###  In this notebook , model testing is automated in for-loops,
### This notebook is created for optimization of model testing procedure

In [36]:
import pandas as pd
import numpy as np
from tqdm import tqdm
from sklearn import linear_model

In [4]:
## Data loading procedure

In [5]:
X_2house = pd.read_csv('/wgdisk/ho0338/ek79/Tien/X_2house_v0.csv')
X_2house=X_2house.drop(columns=['Unnamed: 0'])
X_2house.index.rename('Order', inplace=True)

In [7]:
y_2house = np.load('Data/Processed/y_2house.npy')

In [8]:
## check on the data dimensions
print('X_input:',X_2house.shape)
print('y_input:',y_2house.shape)

X_input: (4290985, 158)
y_input: (4290985,)


In [9]:
## setup train-test split
from sklearn.model_selection import train_test_split, metrics
X_train, X_test, y_train, y_test = train_test_split(X_2house, y_2house, test_size=0.5, random_state=12)

In [37]:
print(X_train.shape)
print(y_train.shape)
print(X_test.shape)
print(y_test.shape)

(2145492, 158)
(2145492,)
(2145493, 158)
(2145493,)


In [91]:
### setup model parameters
#mod_type = ['Lasso','Ridge']
mod_type = ['Lasso','Ridge']
fit_int, norm, copyX, max_itr, tolerance, solv, Precomp, pos, r_stat = False, False, True, None, 0.001, 'auto', False, False, 12
test_alph = [5.0,2.0,1.0,0.1]

In [92]:
# prepare the numpy array to store the model coefficients & intercepts
k = X_train.shape[1]
r_k = len(mod_type)*len(test_alph)
col_names =['model_type','alpha']
for i in range(k):
    str_name = 'coef_'+str(i+1)
    col_names=col_names+[str(str_name)]   
col_names = col_names+['intercept']

In [93]:
#  initiate a new dataframe , empty to append
df= pd.DataFrame(columns = col_names)
df.head()

Unnamed: 0,model_type,alpha,coef_1,coef_2,coef_3,coef_4,coef_5,coef_6,coef_7,coef_8,...,coef_150,coef_151,coef_152,coef_153,coef_154,coef_155,coef_156,coef_157,coef_158,intercept


class sklearn.linear_model.Lasso(alpha=1.0, fit_intercept=True, normalize=False, precompute=False, copy_X=True, max_iter=1000, tol=0.0001, warm_start=False, positive=False, random_state=None, selection=’cyclic’)
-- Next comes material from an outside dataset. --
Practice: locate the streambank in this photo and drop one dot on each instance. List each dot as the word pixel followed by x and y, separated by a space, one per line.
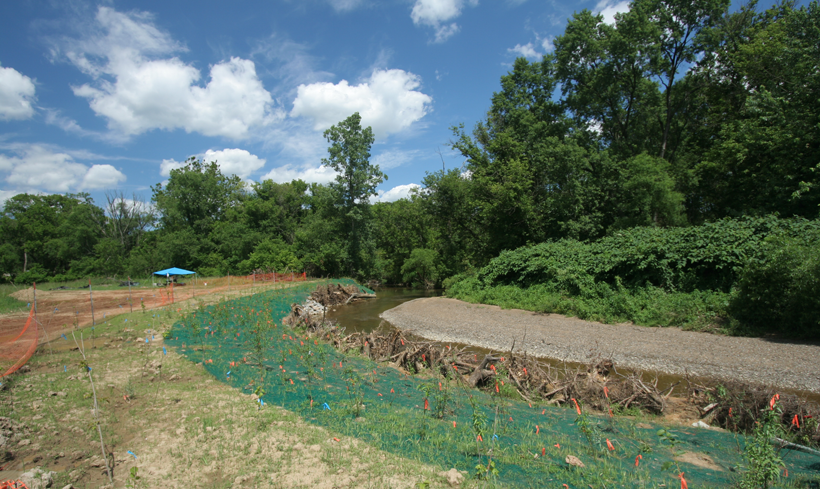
pixel 781 364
class sklearn.linear_model.Ridge(alpha=1.0, fit_intercept=True, normalize=False, copy_X=True, max_iter=None, tol=0.001, solver=’auto’, random_state=None)

In [94]:
from sklearn import metrics
for test_type in tqdm(mod_type):
    print('model type: ',test_type)
    for alph in test_alph:
        print('alpha is: ', alph)
        if test_type == 'Lasso': 
            model = linear_model.Lasso(alpha=alph, fit_intercept=fit_int, normalize=norm, precompute=Precomp, copy_X=copyX, max_iter=1000, random_state=r_stat, selection='cyclic')
        if test_type == 'Ridge': 
            model = linear_model.Ridge(alpha=alph, fit_intercept=fit_int, normalize=norm, copy_X= copyX, max_iter= max_itr, tol= tolerance, solver= solv, random_state=r_stat)
        model.fit(X_train,y_train)
        # save coefficients
        tmp_row=[test_type,alph]+list(model.coef_)+[model.intercept_]
        df.loc[len(df)]=tmp_row
        y_test_pred = model.predict(X_test)

        print('MSE score(testing):',metrics.mean_squared_error(y_test, y_test_pred))
        print('MAE score(testing):',metrics.mean_absolute_error(y_test, y_test_pred))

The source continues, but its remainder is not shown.